Alec Gaskell

Personal information
- Full name: Alexander Gaskell
- Date of birth: 30 July 1932
- Place of birth: Leigh, England
- Date of death: 14 March 2014 (aged 81)
- Position(s): Striker

Senior career*
- Years: Team / Apps / (Gls)
- 1949–1951: Manchester United / 0 / (0)
- 1951–1953: Southport / 44 / (18)
- 1953–1954: Newcastle United / 1 / (0)
- 1954–1956: Mansfield Town / 42 / (17)
- 1956–1957: Grantham Town
- 1957: Tranmere Rovers / 6 / (6)
- 1957–1959: Rhyl
- 1959–1960: Wigan Rovers
- 1960–1962: Mossley / 50 / (28)
- 1962: Winsford United

= Alec Gaskell =

English footballer

Alexander Gaskell (30 July 1932 – 14 March 2014 ) was an English professional footballer. He played in the Football League for Southport, Newcastle United, Mansfield Town and Tranmere Rovers.

==Club career==
Gaskell joined Manchester United as an amateur. He joined Mossley on trial in 1950, but remained on the Red Devils' books the following year, when he left the club to join Southport. He scored 18 goals in two seasons there. In 1953, he joined Newcastle United, but his only appearance for the Magpies came in a Boxing Day tie against Middlesbrough, where he was standing in for the injured Jackie Milburn and Alan Monkhouse. In 1954, he joined Mansfield Town. He scored 17 goals in two seasons there. On leaving Mansfield, he joined non-league Grantham Town in 1956. He left Grantham in May 1957, initially returning to Bolton to try to get back into league football, which he did with Tranmere Rovers later that year. Despite scoring six goals in six games, Gaskell left to join Rhyl.

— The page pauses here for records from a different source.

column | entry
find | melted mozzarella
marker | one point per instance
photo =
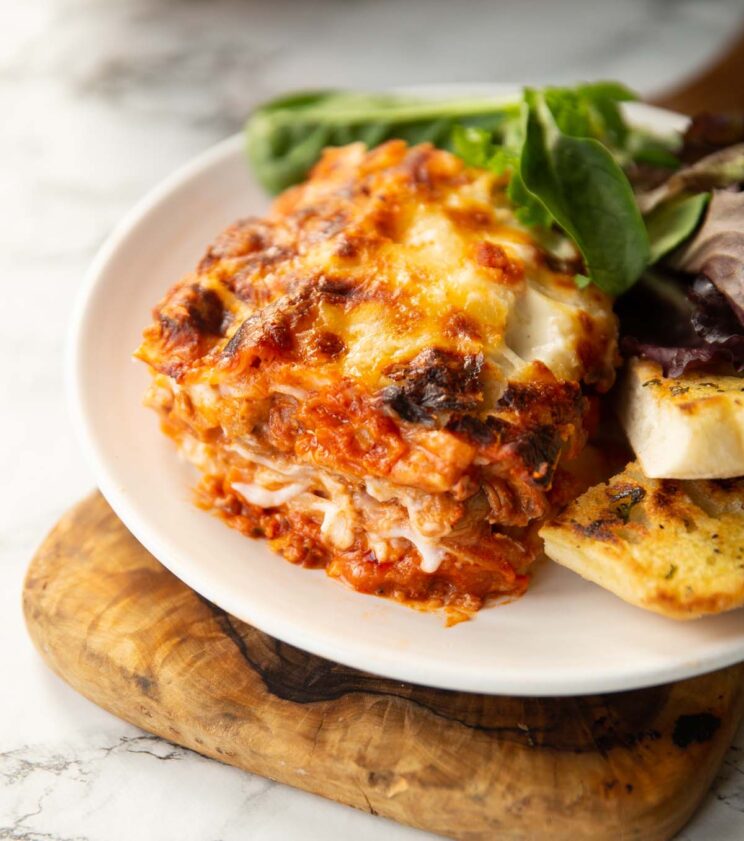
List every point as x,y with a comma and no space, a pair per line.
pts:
265,498
432,555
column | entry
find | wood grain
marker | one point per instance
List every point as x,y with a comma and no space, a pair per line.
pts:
122,630
719,88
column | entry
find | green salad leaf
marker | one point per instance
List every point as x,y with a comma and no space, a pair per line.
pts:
564,149
671,223
286,136
582,187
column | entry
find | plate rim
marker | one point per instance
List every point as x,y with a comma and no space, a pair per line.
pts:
378,660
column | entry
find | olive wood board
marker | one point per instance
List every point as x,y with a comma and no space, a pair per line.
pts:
127,634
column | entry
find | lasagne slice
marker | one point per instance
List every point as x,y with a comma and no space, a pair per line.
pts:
383,375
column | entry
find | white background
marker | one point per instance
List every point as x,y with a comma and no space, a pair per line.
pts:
100,100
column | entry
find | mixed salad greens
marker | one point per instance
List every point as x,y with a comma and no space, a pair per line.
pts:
658,220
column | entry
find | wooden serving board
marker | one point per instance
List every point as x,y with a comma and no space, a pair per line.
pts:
126,633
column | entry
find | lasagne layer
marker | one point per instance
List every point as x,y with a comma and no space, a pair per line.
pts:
383,375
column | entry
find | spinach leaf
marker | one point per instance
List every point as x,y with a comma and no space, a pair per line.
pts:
286,136
671,223
579,183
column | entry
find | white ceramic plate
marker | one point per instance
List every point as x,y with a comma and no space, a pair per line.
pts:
565,636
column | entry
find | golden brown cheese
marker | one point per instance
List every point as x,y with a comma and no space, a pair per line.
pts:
387,321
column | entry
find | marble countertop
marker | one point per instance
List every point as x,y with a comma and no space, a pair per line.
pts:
100,101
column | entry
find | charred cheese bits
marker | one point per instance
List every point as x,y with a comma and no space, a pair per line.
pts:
383,375
688,427
671,546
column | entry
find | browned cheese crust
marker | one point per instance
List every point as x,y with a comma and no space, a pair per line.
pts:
389,340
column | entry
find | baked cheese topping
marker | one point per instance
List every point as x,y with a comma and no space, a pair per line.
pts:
383,374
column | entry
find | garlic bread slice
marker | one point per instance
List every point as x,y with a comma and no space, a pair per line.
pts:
688,427
671,546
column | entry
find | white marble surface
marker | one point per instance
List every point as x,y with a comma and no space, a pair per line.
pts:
98,102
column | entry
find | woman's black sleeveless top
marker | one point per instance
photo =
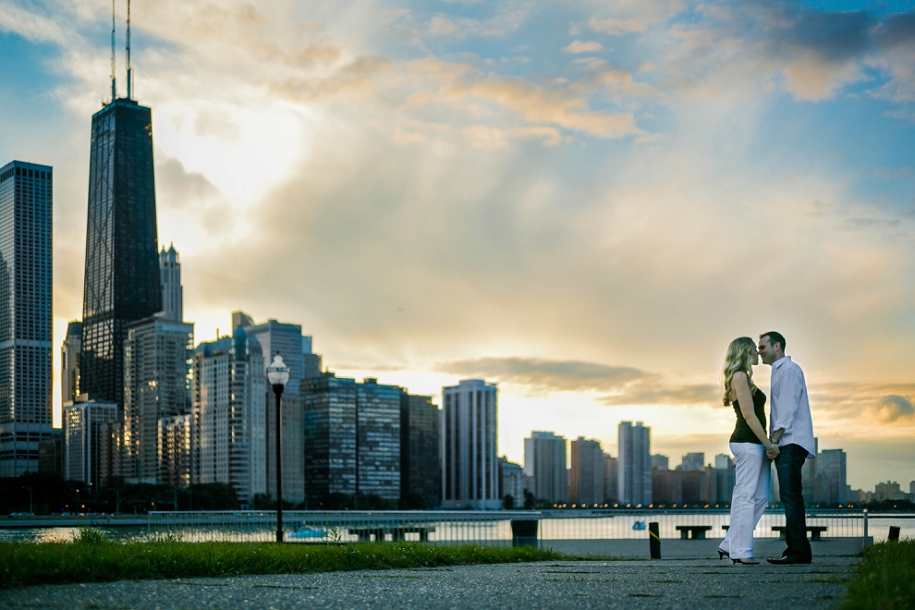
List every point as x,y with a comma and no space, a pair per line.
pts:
742,432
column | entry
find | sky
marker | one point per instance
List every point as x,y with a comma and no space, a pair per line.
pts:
582,201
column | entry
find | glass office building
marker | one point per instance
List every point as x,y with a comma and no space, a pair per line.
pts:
25,314
122,258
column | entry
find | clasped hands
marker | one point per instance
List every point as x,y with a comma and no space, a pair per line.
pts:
773,450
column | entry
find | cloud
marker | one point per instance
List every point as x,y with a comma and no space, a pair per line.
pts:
617,386
32,26
456,84
561,376
618,26
578,46
508,18
893,407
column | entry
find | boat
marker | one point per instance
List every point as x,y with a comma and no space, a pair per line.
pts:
307,531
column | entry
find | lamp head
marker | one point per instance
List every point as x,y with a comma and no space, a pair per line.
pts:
277,372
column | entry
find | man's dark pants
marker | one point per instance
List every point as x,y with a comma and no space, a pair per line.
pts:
788,468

He had a spell at Wigan Rovers, and then joined Mossley in 1960. He scored 28 times in 50 games for Mossley. He retired in 1962, after sustaining a broken wrist at Winsford United. He later found work as a cable manufacturer, working in Quality Control at the BICC complex in Leigh.

Gaskell died at the age of 81 on 14 March 2014. At the time of his death, he was living in Cheshire.